タイトルを考えるのが死ぬほど苦手

 
2022/03/14


 朝目を覚まして慌てて起き上がらずにきょろきょろするのが癖になったのは、ある男のせい。まず目を開いた瞬間に見えた天井がいつもの女部屋の木目じゃなく、冷たい色をした無機質な素材だった。もうその時点で察した。察したけど悪足掻きがしたかった。ちら、と右を見る。いなかった。左を見た。いた。いました。私たちのキャプテン、ルフィが同盟を組んだ、死の外科医が同じように寝転んで私を見ていた。

「おはよう」
「おはようじゃないんですよね」
「朝の挨拶はおはようだろ。なんだ? こんにちはがよかったか?」

 私がため息をつくより先に朝の挨拶とやらを寄越してきた同盟相手に一言返してから今度こそため息をつく。

「挨拶の前に謝罪でしょ……」
「なにを謝れと?」

 さっぱりわからないと言わんばかりに瞬いてくるから頭痛すらしてくる。まあ会話が通じないのはこんなことを何度かされてる時点でわかってる。

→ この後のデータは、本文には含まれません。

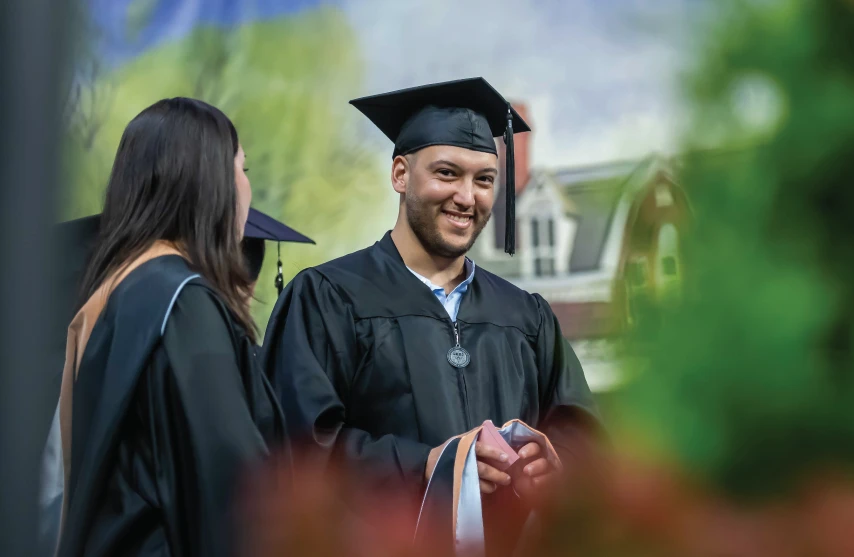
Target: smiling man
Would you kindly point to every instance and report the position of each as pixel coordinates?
(381, 356)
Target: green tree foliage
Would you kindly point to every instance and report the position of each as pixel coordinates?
(749, 381)
(285, 83)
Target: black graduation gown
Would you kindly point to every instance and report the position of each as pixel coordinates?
(169, 408)
(357, 349)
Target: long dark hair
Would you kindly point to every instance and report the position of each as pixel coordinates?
(173, 180)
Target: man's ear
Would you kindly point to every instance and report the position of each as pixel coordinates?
(400, 172)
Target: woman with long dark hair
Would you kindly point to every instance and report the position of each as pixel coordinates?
(161, 405)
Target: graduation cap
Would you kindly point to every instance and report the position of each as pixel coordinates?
(78, 238)
(260, 227)
(466, 113)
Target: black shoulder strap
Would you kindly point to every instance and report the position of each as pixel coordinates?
(118, 350)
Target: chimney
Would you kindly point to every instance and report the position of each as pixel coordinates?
(520, 145)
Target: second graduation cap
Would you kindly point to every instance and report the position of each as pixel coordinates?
(466, 113)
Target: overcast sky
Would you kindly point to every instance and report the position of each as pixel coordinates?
(599, 76)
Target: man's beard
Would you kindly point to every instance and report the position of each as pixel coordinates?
(423, 223)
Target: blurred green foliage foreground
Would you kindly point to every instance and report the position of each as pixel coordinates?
(738, 436)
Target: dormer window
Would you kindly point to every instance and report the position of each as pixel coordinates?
(543, 246)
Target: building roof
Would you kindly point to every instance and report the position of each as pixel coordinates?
(594, 192)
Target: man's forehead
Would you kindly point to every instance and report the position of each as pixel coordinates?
(459, 156)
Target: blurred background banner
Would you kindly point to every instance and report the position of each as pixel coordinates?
(597, 81)
(684, 204)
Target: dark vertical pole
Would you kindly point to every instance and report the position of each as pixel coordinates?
(33, 43)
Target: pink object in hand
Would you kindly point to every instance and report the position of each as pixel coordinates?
(490, 436)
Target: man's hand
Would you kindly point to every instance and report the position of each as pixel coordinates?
(490, 477)
(538, 476)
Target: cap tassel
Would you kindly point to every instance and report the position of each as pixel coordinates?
(280, 279)
(510, 187)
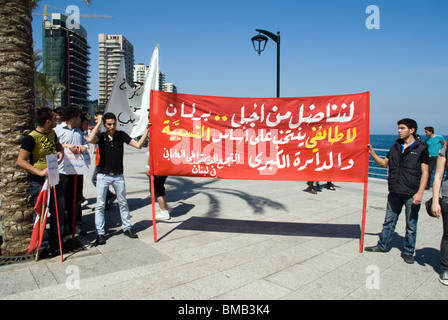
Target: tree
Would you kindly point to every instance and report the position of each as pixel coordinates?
(16, 117)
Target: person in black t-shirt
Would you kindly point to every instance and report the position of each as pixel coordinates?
(110, 171)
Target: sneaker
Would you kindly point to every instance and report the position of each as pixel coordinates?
(84, 202)
(374, 249)
(444, 278)
(100, 239)
(111, 199)
(408, 258)
(130, 234)
(163, 215)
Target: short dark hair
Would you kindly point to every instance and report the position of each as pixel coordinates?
(70, 112)
(410, 123)
(430, 129)
(42, 115)
(58, 110)
(109, 115)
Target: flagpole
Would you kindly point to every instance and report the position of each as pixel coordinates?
(57, 220)
(153, 204)
(39, 232)
(74, 207)
(151, 177)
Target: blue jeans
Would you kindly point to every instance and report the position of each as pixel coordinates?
(395, 203)
(102, 186)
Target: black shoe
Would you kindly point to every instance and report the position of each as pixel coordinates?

「……同盟相手を寝てる間に誘拐するのは謝罪すべきことでしょ」

 深いため息とともに呟いて顔を覆う。今頃ナミちゃんとロビンちゃんはどうしてるだろう。私の代わりに石か何かがベッドの上にポツンと乗っかっていて心配してくれてるだろうか。もう二人も慣れて、またか、と思いながら特に気にせず朝の身支度をしてるんだろうか。

「前もそんなことを言ってきたから今回はあいつらにちゃんと話を通した」

 私聞いてませんけど??

「だから誘拐じゃない。そもそもちゃんと毎回帰してるだろ。誘拐するならそもそも帰さない。帰さなくて良いなら、」
「帰してほしいです」

 チッ、と舌打ちが聞こえて口を挟んで良かったと安堵の息をつく。いやそもそも勝手に連れてこないでほしいんですけど。今回はなぜか当人に話を通さず周りにだけきちんと話を通したらしい目の前のふてぶてしい男に次はどう言えばきちんと伝わるだろうかと考える。

「どうして毎回寝てる間に勝手に連れてくるの……。ちゃんと私に聞いてよ」

 この潜水艦がサニー号の近くに来るたびに、私は勝手にこのベッドにご招待される。一度目はパニックに陥って号泣。みんなの名前を叫びに叫んで泣く私にさすがに不憫に思ってくれたのか一瞬で帰してくれた。忘れた頃に二度目だったからその日も泣いた。三度目にようやく現状把握をしようと対話を試みるも今日のように会話は通じなかった。何度か繰り返してようやく敵意はないことがわかっただけ。

「お前の顔を眺めるのは飽きない。起きるのを待っていたら寝てる間の顔が見れなくて時間がもったいないだろ」

 だから手を退けろ、と顔を覆っていた手を掴まれてまた視線が絡む。時間がもったいない。いつ死ぬかもわからない海賊なんだから当然の意識。だけど理由を考えたことはあるんだろうか。こうなる度に会話を繰り返して、敵意がないことは分かった。他の感情があることも。だけどいつも攫ったくせにすることは一日同じ船で過ごすだけ。行動と、柔らかな視線と、ハートのクルー達の生暖かい視線にさらされて、察せない方がおかしい。だけどそれを本人に言われたわけじゃない。

「どうして」
「今答えただろ」
「どうして私の顔を眺めたいの」
「……それは」

 いい加減くたびれて質問して、初めて会話の主導権を握れた気がする。珍しく言い淀んだ目の前の男は戸惑いに視線を揺らしていて、考えたこともなかった、そんな感情がありありと浮かんでいて苦笑した。
 女部屋で眠ったのに目を覚ましたら勝手に誘拐されていて違う船、だなんてことは今日限りで終わらせる。同じ部屋で一緒に眠って眠る前と同じ部屋で一緒に目を覚ます関係になればいい。そのためには目の前の男がまず自覚してくれないと話にならない。答えを聞くまでは帰らない。どうして、と重ねて問いかけ続ける。幸いにも今回の誘拐はナミちゃんやロビンちゃん達には話を通しているらしいし、慌てて帰らなくっても時間はたっぷり残っている。眉根を寄せて賢い頭をフル回転させているローを飽きずに眺めて、また、どうして、と重ねて問いかけた。